Self-trade prevention is a problem only for users running market makers across multiple resting orders on the same instrument. The user base became big enough to include such users now. The maintainer’s pattern is “build for actual demand, not theoretical.”

How does mark price differ from last-trade price for PnL?

Section titled “How does mark price differ from last-trade price for PnL?”

Last trade can be stale (no recent trade) or noisy (one-share trade at an outlier price). Mark is the venue’s continuously-updated reference; for perpetuals it’s typically index +/- premium. Using mark for unrealised PnL matches what the venue’s UI shows the user, and matches what triggers liquidations on the venue. Discrepancies between Nautilus PnL and venue PnL were a recurring user complaint — mark prices fix it.

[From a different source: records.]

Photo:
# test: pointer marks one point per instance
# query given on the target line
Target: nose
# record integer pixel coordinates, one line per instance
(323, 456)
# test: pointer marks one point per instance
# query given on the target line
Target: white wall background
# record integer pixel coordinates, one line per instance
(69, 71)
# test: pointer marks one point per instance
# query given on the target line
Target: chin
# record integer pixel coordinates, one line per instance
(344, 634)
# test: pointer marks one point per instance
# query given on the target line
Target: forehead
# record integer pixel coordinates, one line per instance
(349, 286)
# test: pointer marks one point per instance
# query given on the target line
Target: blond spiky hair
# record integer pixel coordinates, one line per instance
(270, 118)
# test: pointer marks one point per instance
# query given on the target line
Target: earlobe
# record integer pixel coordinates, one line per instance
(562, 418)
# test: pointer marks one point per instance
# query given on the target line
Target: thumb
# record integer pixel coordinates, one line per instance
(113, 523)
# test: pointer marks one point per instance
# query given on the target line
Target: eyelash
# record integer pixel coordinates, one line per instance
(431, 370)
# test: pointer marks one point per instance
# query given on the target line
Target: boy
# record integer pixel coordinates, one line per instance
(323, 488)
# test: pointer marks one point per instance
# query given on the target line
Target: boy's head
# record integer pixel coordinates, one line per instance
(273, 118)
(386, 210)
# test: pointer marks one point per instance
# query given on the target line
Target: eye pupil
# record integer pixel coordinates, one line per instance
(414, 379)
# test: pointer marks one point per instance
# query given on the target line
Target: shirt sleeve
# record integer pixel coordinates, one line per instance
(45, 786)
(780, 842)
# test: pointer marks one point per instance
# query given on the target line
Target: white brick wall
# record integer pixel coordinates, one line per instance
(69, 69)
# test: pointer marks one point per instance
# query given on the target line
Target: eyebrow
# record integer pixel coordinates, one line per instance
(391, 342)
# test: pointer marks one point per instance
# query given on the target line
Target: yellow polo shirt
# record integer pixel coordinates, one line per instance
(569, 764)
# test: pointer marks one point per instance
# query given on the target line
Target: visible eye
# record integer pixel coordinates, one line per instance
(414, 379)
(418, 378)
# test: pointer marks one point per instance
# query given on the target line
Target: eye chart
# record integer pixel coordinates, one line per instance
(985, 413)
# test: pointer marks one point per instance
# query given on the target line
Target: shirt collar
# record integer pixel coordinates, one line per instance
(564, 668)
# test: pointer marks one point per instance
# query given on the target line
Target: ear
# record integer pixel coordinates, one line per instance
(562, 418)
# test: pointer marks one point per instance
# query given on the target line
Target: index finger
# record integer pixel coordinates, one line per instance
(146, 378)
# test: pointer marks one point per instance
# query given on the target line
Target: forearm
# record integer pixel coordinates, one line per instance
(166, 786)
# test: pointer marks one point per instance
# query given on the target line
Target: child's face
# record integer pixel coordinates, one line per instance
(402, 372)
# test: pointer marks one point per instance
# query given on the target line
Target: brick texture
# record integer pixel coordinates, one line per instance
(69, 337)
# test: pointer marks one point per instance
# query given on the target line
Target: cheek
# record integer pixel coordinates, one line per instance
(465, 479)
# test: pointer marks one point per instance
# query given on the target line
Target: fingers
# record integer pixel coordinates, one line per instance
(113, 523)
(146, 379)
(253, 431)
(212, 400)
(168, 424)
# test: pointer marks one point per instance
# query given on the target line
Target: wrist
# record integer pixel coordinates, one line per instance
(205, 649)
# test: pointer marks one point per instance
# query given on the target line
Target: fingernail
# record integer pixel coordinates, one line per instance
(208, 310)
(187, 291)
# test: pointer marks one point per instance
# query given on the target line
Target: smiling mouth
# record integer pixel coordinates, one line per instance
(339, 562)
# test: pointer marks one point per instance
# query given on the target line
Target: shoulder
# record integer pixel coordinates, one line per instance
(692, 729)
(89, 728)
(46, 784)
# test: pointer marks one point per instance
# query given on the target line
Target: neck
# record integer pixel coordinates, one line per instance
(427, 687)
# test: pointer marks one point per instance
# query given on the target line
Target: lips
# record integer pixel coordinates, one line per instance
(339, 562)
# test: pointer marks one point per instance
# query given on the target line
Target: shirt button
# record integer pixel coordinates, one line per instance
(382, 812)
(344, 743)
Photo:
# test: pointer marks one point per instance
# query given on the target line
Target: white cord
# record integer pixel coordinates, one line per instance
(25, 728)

Why MessageBus v3 (and v4 isn’t far off)?

Section titled “Why MessageBus v3 (and v4 isn’t far off)?”

The v2 port (chapter 10) was correctness-driven — make the bus work in Rust. v3 is ergonomics-driven — make the bus pleasant to use from Rust. There’s no v4 explicit yet, but topic-matching optimisation in chapter 13 (v1.218: 100× faster) is essentially v3.5. The release-note culture’s tolerance for “vN” naming reflects the maintainer’s honesty about the design not being settled.

What’s the relationship between the Backtest Engine port and live?

Section titled “What’s the relationship between the Backtest Engine port and live?”

Identical. The Rust backtest engine runs the same kernel as live; only the time source (test clock vs live clock) and the data sources (disk vs network) differ. The chapter-6 vision of unified backtest+live now ships all in Rust.

  • Use uv for everything (uv pip install, uv run pytest). The Makefile is updated; see make help for self-documenting targets (chapter 13 added make self-documentation).
  • When you need self-trade prevention, query cache.own_order_book( instrument_id) rather than rolling your own.
  • For PnL questions, set PortfolioConfig.use_mark_prices=True to match venue-side accounting. Without it, your Nautilus PnL will drift from your venue UI.
  • The Rust backtest engine is much faster than Cython; if you haven’t moved your backtest harness to the Rust path, you’re leaving 5–10× speed on the table.
  • MessageBus topic patterns: Rust-side wildcard matching is now 100× faster than v2 (chapter 13 fix). Don’t avoid wildcards for perf reasons — use them naturally.